これは http://mitochondrion.jp/ に掲載している「医学日記」を、諸般の便宜のために、 1 記事 1 ファイルとして形成し直したものです。 簡単なプログラムで自動生成しているので、体裁の乱れなどが一部にあるかと思われますが、ご容赦ください。


2017/09/06 優しい心

私が、やむなく医学転向することを決めた時、幾人かの友人から「君が、医者になるというのか」と言われた。 もちろん、人格的に医者に向いていない、という意味である。 私ほど非常識で協調性がない者も珍しく、患者に優しい医療が提供できるとは思えない、という意味であって、私自身も、そう思っていた。

以前にも似たようなことを書いたような気がするのだが、繰り返して書く。 いざ医学科に入り医者になってみると、恐るべきことに、私は人格的な意味では、相対的に医師に向いているように思われる。 相対的に、というのは、他の学生や医者に比べて、という意味である。 換言すれば、周囲には、私よりもヒドい、医師に向いていない連中が、少なくないように思われる。

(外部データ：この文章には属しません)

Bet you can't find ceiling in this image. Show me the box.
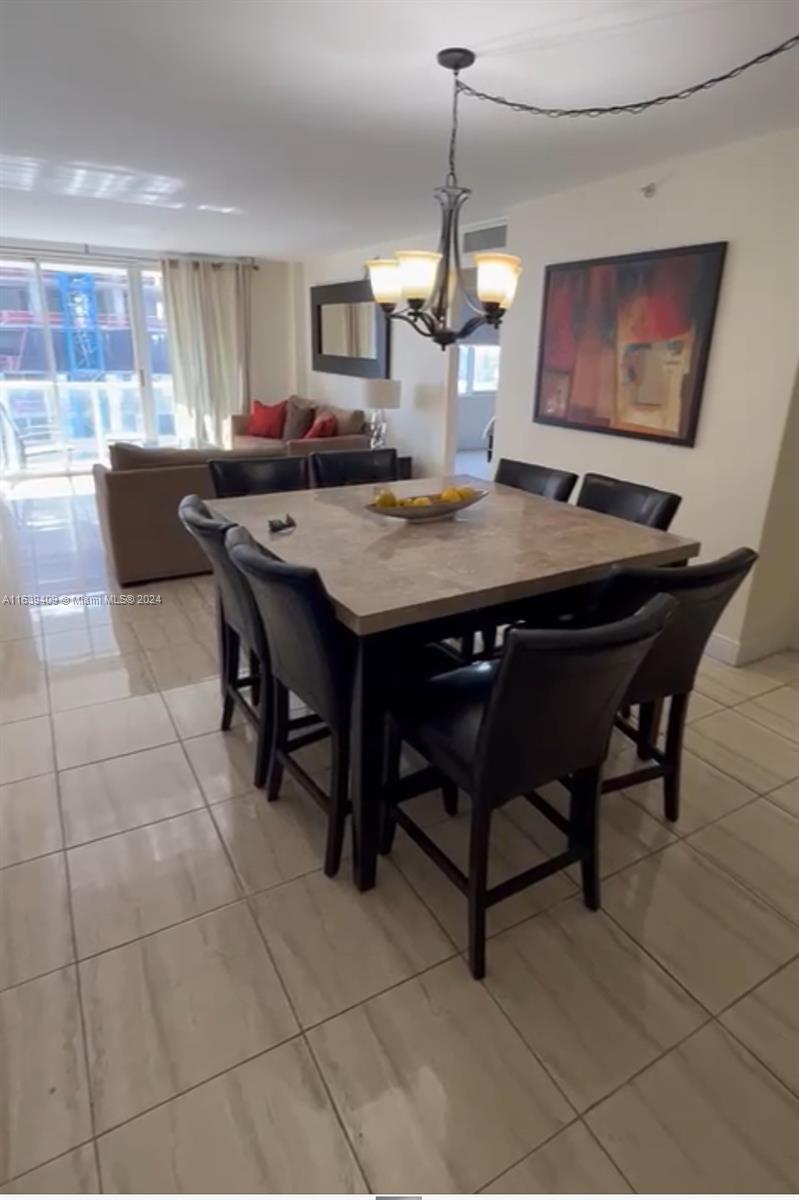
[0,0,799,258]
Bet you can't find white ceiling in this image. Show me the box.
[0,0,799,258]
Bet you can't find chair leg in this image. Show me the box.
[250,654,275,787]
[379,720,402,854]
[469,796,491,979]
[636,700,663,760]
[441,779,458,817]
[325,730,349,876]
[250,650,262,708]
[571,767,601,911]
[266,679,288,803]
[220,624,239,731]
[663,696,689,821]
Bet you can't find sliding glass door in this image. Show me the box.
[0,260,176,473]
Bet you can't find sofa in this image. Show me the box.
[230,396,370,457]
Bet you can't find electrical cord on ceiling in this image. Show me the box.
[455,34,799,118]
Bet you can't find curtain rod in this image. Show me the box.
[0,240,258,270]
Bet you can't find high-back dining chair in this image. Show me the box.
[208,456,308,497]
[311,449,400,487]
[583,547,757,821]
[226,535,457,875]
[382,596,674,979]
[494,458,577,500]
[576,472,683,529]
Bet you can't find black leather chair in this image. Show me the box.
[579,548,757,821]
[311,449,400,487]
[178,496,325,787]
[382,596,674,979]
[494,458,577,500]
[226,530,457,875]
[208,457,308,497]
[576,473,683,529]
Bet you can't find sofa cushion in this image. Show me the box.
[247,400,288,438]
[299,409,338,438]
[282,396,316,442]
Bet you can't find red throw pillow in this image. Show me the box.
[247,400,288,438]
[302,413,338,442]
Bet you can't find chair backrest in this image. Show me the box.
[311,449,398,487]
[577,472,683,529]
[473,596,675,808]
[178,496,269,662]
[208,457,308,496]
[227,526,347,726]
[494,458,577,500]
[597,547,757,704]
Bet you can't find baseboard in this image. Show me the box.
[707,634,793,667]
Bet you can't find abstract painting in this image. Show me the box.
[534,241,727,445]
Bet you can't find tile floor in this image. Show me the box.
[0,480,799,1193]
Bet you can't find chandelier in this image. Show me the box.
[366,35,799,349]
[366,47,522,349]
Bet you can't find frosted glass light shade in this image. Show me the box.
[474,253,522,308]
[366,258,402,304]
[397,250,441,300]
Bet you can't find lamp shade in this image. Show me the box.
[364,379,401,409]
[474,253,522,308]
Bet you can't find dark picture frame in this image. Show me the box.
[533,241,727,446]
[311,280,391,379]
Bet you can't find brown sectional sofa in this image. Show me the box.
[94,401,370,587]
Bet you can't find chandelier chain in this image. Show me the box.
[450,34,799,117]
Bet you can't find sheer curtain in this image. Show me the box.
[161,258,253,446]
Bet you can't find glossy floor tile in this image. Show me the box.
[59,743,204,846]
[53,694,176,770]
[0,716,54,784]
[0,1142,100,1195]
[486,900,707,1111]
[100,1040,368,1194]
[0,775,61,868]
[67,812,239,958]
[253,863,455,1028]
[689,800,799,924]
[0,967,91,1182]
[308,960,573,1193]
[587,1024,799,1194]
[0,854,74,989]
[0,637,49,725]
[483,1121,630,1195]
[390,812,576,949]
[720,959,799,1093]
[685,709,799,793]
[602,845,799,1013]
[79,904,298,1132]
[211,779,328,892]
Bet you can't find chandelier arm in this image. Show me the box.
[455,34,799,118]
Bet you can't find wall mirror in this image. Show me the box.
[311,280,391,379]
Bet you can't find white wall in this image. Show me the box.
[495,131,799,661]
[250,259,298,404]
[298,230,450,476]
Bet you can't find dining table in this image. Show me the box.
[208,475,699,890]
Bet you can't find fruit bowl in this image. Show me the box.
[366,487,488,521]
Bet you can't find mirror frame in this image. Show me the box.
[311,280,391,379]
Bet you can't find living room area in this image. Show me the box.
[0,0,799,1200]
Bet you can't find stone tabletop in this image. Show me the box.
[209,475,699,635]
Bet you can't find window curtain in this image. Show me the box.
[161,258,254,446]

治療に対するアドヒアランスの低い患者がいる。 アドヒアランスというのは、治療への積極性のことである。 たとえば、薬を決められた通りに飲むとか、決められた食事制限を遵守するとか、そういったことである。 世の中には、処方された薬を飲まない患者や、糖尿病なのにムシャムシャとチョコレートを貪る患者、 あるいはアルコール性肝障害があるのに禁酒しようとしない患者は、稀ではない。

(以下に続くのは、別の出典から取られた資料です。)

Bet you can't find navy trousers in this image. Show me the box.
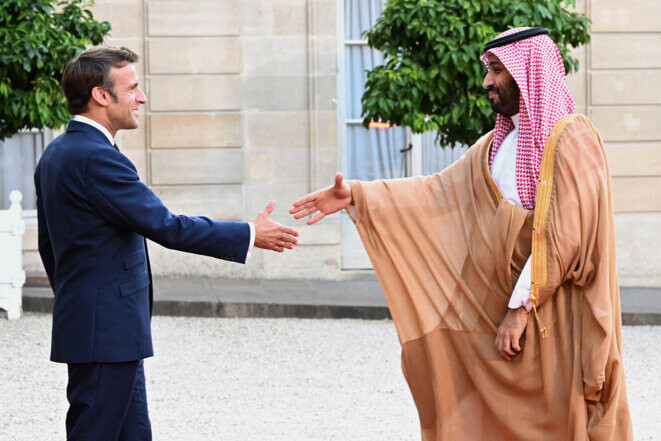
[66,360,152,441]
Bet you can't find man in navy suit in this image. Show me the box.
[35,48,298,441]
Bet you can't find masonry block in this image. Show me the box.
[606,145,661,177]
[590,33,661,69]
[273,0,308,35]
[243,76,309,111]
[147,37,242,75]
[149,113,243,149]
[591,106,661,142]
[151,148,243,185]
[615,213,661,287]
[149,75,241,112]
[243,35,308,76]
[591,69,661,105]
[245,111,310,149]
[147,0,241,36]
[590,0,661,32]
[613,176,661,213]
[152,184,244,221]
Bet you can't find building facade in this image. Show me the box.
[15,0,661,286]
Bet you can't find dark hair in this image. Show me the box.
[62,47,140,115]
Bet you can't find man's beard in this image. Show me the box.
[488,79,520,116]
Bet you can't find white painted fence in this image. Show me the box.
[0,190,25,320]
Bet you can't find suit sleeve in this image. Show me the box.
[34,168,55,290]
[84,149,250,263]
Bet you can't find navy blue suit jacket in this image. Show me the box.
[35,121,250,363]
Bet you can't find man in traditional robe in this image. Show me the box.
[290,28,633,441]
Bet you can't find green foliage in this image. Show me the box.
[0,0,110,139]
[362,0,590,145]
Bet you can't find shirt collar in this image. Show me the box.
[510,113,521,130]
[73,115,115,145]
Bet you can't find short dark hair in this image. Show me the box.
[62,47,140,115]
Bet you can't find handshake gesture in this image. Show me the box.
[289,173,353,225]
[253,173,353,253]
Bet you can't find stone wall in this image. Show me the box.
[25,0,661,286]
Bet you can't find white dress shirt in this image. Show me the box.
[73,115,255,262]
[491,113,532,311]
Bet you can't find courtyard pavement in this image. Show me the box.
[0,313,661,441]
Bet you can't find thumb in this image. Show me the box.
[335,173,344,188]
[263,201,275,217]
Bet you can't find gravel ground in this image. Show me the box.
[0,314,661,441]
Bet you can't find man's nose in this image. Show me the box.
[135,89,147,104]
[482,73,493,89]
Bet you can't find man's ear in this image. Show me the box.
[92,86,111,107]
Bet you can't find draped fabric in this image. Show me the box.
[482,28,575,210]
[350,116,632,441]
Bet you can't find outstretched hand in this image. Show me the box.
[495,306,528,360]
[289,173,353,225]
[253,201,298,253]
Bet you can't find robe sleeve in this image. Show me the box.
[532,116,621,432]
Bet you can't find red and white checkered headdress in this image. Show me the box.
[482,28,575,210]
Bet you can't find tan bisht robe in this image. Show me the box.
[350,115,632,441]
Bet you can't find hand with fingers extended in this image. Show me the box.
[253,201,298,253]
[495,306,528,360]
[289,173,353,225]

こういう患者に対し、程度の低い医者は「治す気がないなら、治療できない。帰れ。」と、突き放す。 「なぜアドヒアランスが低いのか」ということを、考えないのである。 病識が乏しいのか、あるいは依存があるのか。それとも何か別の疾患があるのか。 いずれにせよ、医療機関を受診している以上、患者は「治したい」という気持ちを少しは持っているはずなのである。 それなのに、自分自身の治療に非協力的であるとすれば、それは何らかの病気である。 身体的な疾患なのか、精神的な疾患なのかはわからないが、とにかく、病気である。 それを「やる気がないなら帰れ」などと医者が突き放すようでは、本当に医学を修めたのかと、その資質を疑わざるを得ない。

「単に、だらしないだけだろう」などと言う医者もいるかもしれないが、そういう者は、精神医学の勉強をやり直す必要がある。 現実に自身の体を傷つけており、やめたいという気持ちがあるのにやめられないなら、それは精神疾患である。 患者が希望するなら、医師には、その治療に協力する義務がある。

そんなこともわからない、患者の状況を理解する能力の乏しい医者が、遺憾ながら、日本には稀ではない。